The Holy Grail of patient empowerment
There is widespread recognition that SDM between a patient and the health professionals treating them can play a vital role in clinical practice by fostering enduring therapeutic communication and patient-clinician relationships. But those of us who have had to navigate the health system or watch family and friends do so know that SDM is often an unmet aspiration. As the Cornell study put it (more kindly than many patients might):
Many clinicians today are extremely pressed for time, partly due to the staff shortages that remain in the wake of the pandemic and the worsening clinician-to-patient ratios in many healthcare settings. As a result of these time pressures and limited communications training, many clinicians are unable to pursue effective SDM practices. Patients also sometimes confront obstacles that may limit their ability to rationally evaluate potential benefits and risks, and strained healthcare providers may not have adequate funding, staffing, or communications training to engage in detailed SDM processes.
Patients aged over 70 represent (in the US) 42% of all cancer patients, but face particular challenges in participating in SDM:
Their health situation is often complicated by more co-morbid conditions.
Decision-making for older adult cancer patients is situated within a social context, where as other individuals, particularly family members, caregivers, and healthcare providers, contribute insights and perspectives on behalf of the patients.
Often with more limited education and slowing mental sharpness, it is not surprising another study of older patients want to receive relevant information regarding their illness and treatment in a language they understand, free of medical jargon and at a speed that allows them to process this material.

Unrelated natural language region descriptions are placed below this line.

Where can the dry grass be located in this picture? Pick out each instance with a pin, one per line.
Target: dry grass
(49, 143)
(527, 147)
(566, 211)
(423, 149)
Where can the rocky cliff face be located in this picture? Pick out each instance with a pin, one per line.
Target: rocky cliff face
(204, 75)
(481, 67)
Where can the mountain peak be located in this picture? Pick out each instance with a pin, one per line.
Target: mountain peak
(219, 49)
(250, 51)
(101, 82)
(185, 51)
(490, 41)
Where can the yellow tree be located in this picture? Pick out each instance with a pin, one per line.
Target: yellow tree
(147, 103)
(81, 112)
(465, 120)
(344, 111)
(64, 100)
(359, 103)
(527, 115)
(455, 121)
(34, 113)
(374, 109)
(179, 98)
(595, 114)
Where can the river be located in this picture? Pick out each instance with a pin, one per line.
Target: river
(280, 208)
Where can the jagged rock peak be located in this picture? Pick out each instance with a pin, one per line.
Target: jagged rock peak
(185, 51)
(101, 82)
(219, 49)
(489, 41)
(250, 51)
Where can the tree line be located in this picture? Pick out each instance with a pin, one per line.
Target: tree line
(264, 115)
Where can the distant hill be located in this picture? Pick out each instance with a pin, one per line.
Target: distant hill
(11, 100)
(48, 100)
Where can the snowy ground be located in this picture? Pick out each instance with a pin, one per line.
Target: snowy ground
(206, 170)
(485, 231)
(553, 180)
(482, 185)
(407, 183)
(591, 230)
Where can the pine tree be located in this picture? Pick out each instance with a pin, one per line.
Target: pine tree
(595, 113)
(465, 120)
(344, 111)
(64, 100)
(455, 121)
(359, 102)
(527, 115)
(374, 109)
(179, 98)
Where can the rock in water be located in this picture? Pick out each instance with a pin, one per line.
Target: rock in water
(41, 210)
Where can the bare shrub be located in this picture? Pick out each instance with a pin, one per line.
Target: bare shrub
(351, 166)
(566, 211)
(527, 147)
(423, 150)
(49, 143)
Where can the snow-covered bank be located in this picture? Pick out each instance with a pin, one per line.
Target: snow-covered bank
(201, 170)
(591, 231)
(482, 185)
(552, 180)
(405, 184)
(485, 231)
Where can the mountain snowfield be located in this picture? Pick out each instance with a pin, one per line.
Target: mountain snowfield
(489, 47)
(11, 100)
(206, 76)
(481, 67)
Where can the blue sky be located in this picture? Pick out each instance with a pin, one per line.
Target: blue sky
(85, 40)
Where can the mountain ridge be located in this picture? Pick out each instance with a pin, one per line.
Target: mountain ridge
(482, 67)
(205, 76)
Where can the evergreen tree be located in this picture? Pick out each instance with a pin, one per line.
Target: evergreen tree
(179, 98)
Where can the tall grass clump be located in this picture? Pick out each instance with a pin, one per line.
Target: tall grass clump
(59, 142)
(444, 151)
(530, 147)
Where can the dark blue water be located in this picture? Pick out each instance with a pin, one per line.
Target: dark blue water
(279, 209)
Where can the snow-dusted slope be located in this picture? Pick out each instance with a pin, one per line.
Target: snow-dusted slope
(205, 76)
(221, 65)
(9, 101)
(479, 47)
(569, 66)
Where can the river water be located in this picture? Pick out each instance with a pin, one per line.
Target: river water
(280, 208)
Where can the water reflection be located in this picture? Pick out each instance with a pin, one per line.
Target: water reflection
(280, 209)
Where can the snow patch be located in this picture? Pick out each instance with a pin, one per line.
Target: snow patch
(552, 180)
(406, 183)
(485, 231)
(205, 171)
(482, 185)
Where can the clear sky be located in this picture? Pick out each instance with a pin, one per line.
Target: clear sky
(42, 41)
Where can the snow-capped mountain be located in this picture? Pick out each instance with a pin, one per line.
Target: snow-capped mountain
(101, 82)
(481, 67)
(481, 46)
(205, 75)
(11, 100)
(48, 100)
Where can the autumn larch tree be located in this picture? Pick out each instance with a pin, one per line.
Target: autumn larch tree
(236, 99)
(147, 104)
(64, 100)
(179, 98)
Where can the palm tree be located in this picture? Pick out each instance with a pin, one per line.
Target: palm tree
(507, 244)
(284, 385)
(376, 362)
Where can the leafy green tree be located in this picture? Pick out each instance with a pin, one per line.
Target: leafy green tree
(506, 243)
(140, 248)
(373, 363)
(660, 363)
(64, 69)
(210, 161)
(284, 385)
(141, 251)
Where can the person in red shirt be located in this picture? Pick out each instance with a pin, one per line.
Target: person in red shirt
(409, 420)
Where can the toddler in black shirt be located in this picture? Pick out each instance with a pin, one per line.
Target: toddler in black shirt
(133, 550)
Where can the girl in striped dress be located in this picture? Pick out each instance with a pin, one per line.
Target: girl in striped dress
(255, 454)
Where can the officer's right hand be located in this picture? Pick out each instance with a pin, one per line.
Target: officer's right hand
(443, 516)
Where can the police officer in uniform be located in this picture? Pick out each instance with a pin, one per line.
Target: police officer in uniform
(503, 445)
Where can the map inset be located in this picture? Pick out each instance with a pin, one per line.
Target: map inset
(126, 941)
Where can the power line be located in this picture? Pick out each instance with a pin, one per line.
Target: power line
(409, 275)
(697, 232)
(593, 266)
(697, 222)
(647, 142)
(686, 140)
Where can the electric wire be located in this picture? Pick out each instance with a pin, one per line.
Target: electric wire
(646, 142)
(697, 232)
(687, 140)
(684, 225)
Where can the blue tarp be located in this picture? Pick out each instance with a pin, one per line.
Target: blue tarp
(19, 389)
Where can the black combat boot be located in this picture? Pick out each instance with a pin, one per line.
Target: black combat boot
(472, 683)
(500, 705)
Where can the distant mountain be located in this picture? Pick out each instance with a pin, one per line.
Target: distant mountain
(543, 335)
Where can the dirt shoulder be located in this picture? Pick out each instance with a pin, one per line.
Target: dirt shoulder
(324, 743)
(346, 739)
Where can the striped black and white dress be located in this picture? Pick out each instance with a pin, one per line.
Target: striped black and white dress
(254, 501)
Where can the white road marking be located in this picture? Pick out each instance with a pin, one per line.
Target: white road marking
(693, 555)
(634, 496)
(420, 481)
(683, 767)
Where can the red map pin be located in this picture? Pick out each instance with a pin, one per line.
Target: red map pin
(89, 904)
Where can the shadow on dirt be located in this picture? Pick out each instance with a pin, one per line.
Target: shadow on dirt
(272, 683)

The Cornell researchers wanted to test the hypothesis that new technologies such as AI, while they should not be a substitute for human clinician-patient interactions, “provide intriguing modalities for stepping into this gap to help promote SDM, particularly when it comes to enhancing communication between highly specialized professional health care providers and their patients”.
The Cornell Study
The pilot was conducted in two stages:
Study 1: interviews with older patients with chronic diseases (mean age of 72) and clinicians (mean 12 years of specialist practice) to evaluate the perspectives of older adult cancer patients and clinicians regarding the SDM process and ways in which technology might improve it. The patients had a range of chronic conditions, including thyroid, breast, and prostate cancers. The clinicians had expertise in cancer, nursing and psychiatry.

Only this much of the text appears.